Delacroix : Le combat de Jacob et de l'Ange

Le dimanche 7 octobre 2001, 14 heures 55.

Je sors de mon bain où je me suis laissée tremper dans l'eau bouillante longtemps. J'ai passé la loofa sur chaque centimètre carré de ma peau jusqu'à ce qu'elle devienne rouge. Puis je me suis coupé les ongles avec délectation. Après, j'ai bu un bol de chocolat chaud et mangé une tartine à la compote de pommes et prunes.

J'ouvre La mort de Virgile au hasard, comme je le fais parfois avec la Bible, pour y trouver la lumière du jour sur mes interrogations.

Je ne cherche portant pas de réponses aux questions que je me pose depuis ce matin, juste de nouvelles questions.

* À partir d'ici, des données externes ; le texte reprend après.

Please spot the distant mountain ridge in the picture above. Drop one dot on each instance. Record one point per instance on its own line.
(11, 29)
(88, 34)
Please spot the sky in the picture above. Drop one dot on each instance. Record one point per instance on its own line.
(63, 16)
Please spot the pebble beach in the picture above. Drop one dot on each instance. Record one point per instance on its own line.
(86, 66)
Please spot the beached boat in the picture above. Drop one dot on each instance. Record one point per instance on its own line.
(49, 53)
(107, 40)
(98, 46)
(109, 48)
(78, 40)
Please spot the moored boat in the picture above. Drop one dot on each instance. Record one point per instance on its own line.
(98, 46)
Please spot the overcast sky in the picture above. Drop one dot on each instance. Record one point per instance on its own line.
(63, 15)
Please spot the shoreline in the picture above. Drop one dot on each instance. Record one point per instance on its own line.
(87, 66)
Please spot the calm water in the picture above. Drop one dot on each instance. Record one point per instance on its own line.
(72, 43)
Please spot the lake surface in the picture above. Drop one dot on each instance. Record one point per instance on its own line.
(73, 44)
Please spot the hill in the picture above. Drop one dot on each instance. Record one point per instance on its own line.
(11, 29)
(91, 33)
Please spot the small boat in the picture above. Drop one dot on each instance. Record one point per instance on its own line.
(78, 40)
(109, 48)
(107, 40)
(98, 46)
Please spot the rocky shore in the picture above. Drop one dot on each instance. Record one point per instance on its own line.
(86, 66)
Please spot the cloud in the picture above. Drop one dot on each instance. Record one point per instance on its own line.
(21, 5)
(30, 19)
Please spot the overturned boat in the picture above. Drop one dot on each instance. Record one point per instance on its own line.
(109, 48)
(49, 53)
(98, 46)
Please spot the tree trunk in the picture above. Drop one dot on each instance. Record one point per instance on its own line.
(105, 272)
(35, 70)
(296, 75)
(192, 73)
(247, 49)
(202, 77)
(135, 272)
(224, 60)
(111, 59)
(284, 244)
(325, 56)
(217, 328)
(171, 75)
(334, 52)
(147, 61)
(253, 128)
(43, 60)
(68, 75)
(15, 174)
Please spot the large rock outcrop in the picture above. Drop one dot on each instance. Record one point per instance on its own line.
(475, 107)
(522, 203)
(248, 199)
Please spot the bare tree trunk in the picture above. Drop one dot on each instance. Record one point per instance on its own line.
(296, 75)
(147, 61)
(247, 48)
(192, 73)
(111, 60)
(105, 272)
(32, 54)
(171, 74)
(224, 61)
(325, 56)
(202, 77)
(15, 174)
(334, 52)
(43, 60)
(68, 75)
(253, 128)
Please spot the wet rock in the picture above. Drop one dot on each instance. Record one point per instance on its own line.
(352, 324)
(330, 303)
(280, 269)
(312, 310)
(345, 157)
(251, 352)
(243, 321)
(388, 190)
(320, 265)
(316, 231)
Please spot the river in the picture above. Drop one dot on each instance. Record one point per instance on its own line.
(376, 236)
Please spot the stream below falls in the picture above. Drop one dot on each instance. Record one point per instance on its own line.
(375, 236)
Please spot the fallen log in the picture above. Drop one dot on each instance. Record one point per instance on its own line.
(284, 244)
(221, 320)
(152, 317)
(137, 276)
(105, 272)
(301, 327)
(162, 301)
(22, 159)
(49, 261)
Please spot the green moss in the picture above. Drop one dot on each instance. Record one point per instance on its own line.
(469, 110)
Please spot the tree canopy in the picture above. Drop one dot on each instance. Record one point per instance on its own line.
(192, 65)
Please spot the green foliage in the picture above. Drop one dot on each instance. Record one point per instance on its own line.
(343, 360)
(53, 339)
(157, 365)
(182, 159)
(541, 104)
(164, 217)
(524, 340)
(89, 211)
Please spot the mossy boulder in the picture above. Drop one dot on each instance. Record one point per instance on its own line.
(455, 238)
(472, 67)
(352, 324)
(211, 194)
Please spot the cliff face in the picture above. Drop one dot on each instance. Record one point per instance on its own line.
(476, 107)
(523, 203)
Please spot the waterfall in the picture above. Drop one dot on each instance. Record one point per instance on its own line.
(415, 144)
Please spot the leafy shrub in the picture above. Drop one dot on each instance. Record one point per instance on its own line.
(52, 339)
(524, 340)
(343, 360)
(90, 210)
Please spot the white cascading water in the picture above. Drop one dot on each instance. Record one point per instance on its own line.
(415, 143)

Je veux conserver, pour mémoire, ce passage découvert à la page 205. Aujourd'hui, j'ai autant besoin de ces mots de Broch que de l'air que je respire :

Le fond de l'existence était atteint. Il se tenait à la frontière, à la frontière du destin, à la frontière du hasard, il se tenait à la frontière; vidée de substance son attente, vidée de substance son écoute, vidée de substance sa vision, vidé de substance son savoir, mais dans un vide et une privation de substance si parfaits, il savait que la frontière allait s'ouvrir. Et d'abord, très doux, comme si on ne voulait pas l'effrayer, le chuchotement qu'il avait déjà perçu une première fois recommença au tréfonds de son oreille, au tréfonds de son âme, au tréfonds de son coeur, tout en étant également autour de lui, provenant de l'obscurité la plus extrême, écoulant son flot dans la nuit, puisant son flot dans la nuit; et c'était un son aussi puissant dans sa grandeur paisible que celui auquel il avait dû se soumettre autrefois, dans sa contrition; cela s'enflait comme autrefois, l'emplissait, l'enveloppait, [...]une voix d'une si grande solitude qu'elle scintillait comme une étoile unique dans l'obscurité, [...]c'était le grondement d'airain de la mer autant que le froissement argentin de l'automne, le coup de cymbale des étoiles autant que la chaude haleine des troupeaux, la mélodie lunaire de la flûte autant que la rosée sur les haies ensoleillées de l'enfance, [...]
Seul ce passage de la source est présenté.